Agenda

Accelerating the path to Superintelligence

September 29 – October 1, 2026Moscone South, San Francisco
Three tracks

Tracks Overview

track 01

Build adaptive AI infrastructure

Running AI in production is a different job from running anything else. The infrastructure decisions you make today—how you provision capacity, design for security, optimize throughput, and manage costs—determine how fast you can move tomorrow. In this track, hear from customers and CoreWeave experts on the latest in compute, networking, storage, observability, and security at AI scale, plus the platform patterns that turn raw infrastructure into systems your team can actually rely on.

track 02

Push models further

The expectations on your models keep growing—and the infrastructure and workflows behind them have to keep pace. In this track, hear from customers and CoreWeave experts who are pushing the model frontier on what they've learned running distributed training at scale, building RL pipelines that hold up in production, fine-tuning for real domain constraints, and the experiment tracking and deployment patterns that make every iteration faster.

track 03

Evaluate and monitor agents

Shipping an agent is the beginning of the work, not the end. Production agents live and die by how well you can see what they're doing, catch what's breaking, and turn real-world experience into continuous improvement. In this track, hear from customers and CoreWeave experts on how to gain end-to-end observability, surface failure modes, prevent regressions, and close the loop from inference back to training—so every user interaction makes your agent measurably better.

Track
01

Build adaptive AI infrastructure

Hear from CoreWeave customers and experts on building AI infrastructure—compute, networking, storage, observability, and security—that your team can actually rely on in production.

Sessions

Run AI workloads on NVIDIA Vera Rubin NVL72

Not every architecture leap is created equal. Learn what makes NVIDIA Vera Rubin NVL72 genuinely different—from its underlying architecture and the workloads it’s optimized for, to the performance gains it delivers over prior generations. Hear directly from CoreWeave’s product and engineering teams on what it actually takes to run AI workloads on Vera Rubin, so you can make an informed call on whether it’s the right next step for your organization.

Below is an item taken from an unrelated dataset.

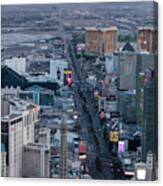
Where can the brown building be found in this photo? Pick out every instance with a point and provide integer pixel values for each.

Plan capacity and control costs at scale

In a constrained GPU market, the teams that win are the ones who know how to find available capacity and make smart decisions about how to use it. Learn how to evaluate spot, flex, and reserved models based on your workload needs. Use real-time usage dashboards to monitor spending and keep your team accountable. And apply the same cost management patterns that have helped CoreWeave customers meaningfully improve their infrastructure economics.

Secure your AI infrastructure end to end

Security gaps don’t announce themselves—they just get exploited. Learn how to design security into your AI infrastructure from day zero, covering identity and access management, workload isolation, secure sandbox environments, and encryption. Through real customer examples spanning multiple industries, you’ll see where organizations most commonly expose risk and what it takes to close those gaps before they become problems.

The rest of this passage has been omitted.